Georgia Secretary of State Brad Raffensperger said he would not support election reform measures proposed by Republican state lawmakers, calling the proposals a “reactionary” response to a “three month disinformation campaign.”
We are reviewing bills. Once we see something that prioritizes the security and accessibility of elections, we’ll throw in support. At the end of the day, many of these bills are reactionary to a three month disinformation campaign that could have been prevented. pic.twitter.com/HciII3AsKP
— GA Secretary of State Brad Raffensperger (@GaSecofState) February 24, 2021
Raffensperger’s office is currently reviewing the proposals made by Republicans in the state legislature.
Most are designed to boost confidence in election security, including tighter requirements for absentee ballots.

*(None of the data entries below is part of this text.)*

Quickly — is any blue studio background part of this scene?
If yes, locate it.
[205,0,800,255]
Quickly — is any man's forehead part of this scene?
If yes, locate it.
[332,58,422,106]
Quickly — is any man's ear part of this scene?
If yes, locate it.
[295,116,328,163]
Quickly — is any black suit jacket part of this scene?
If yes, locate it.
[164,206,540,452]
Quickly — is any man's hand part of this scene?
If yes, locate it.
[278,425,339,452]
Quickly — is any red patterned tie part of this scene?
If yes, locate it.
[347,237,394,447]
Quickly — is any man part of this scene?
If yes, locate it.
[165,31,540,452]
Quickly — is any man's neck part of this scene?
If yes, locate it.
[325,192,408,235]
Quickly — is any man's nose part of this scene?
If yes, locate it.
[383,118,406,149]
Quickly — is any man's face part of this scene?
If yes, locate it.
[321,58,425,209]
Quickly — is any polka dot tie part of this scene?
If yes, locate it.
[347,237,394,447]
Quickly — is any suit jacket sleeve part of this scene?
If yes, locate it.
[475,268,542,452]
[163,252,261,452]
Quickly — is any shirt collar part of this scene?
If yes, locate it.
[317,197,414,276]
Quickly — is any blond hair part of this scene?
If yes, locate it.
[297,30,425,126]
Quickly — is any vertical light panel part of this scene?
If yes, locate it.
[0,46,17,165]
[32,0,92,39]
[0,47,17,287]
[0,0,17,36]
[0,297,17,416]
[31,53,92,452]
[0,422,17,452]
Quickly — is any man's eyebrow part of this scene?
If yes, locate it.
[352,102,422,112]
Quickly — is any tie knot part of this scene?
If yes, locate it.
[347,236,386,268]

One bill, passed this week by the state Senate, would require voters to submit a driver’s license number, state identification card number, or a photocopy of an approved form of identification in order to vote absentee. Currently, Georgia only requires signature verifications to count absentee ballots.
Another reform advanced by a state Senate subcommittee last week would require voters to provide a specific reason for voting absentee. Right now, Georgians do not need to provide a reason to vote absentee.
But Raffensperger said he doesn’t believe they prioritize “the security and accessibility of elections.”
His resistance to the reforms comes even after Raffensperger previously voiced support for tighter restrictions on absentee voting, saying it created an opportunity for rampant voter fraud.
“It makes no sense when we have three weeks of in-person early voting available,” Raffensperger told the House Governmental Affairs Committee late last year.
“It opens the door to potential illegal voting,” he added. “From a logistical challenge, it’s a tremendous burden on our counties.”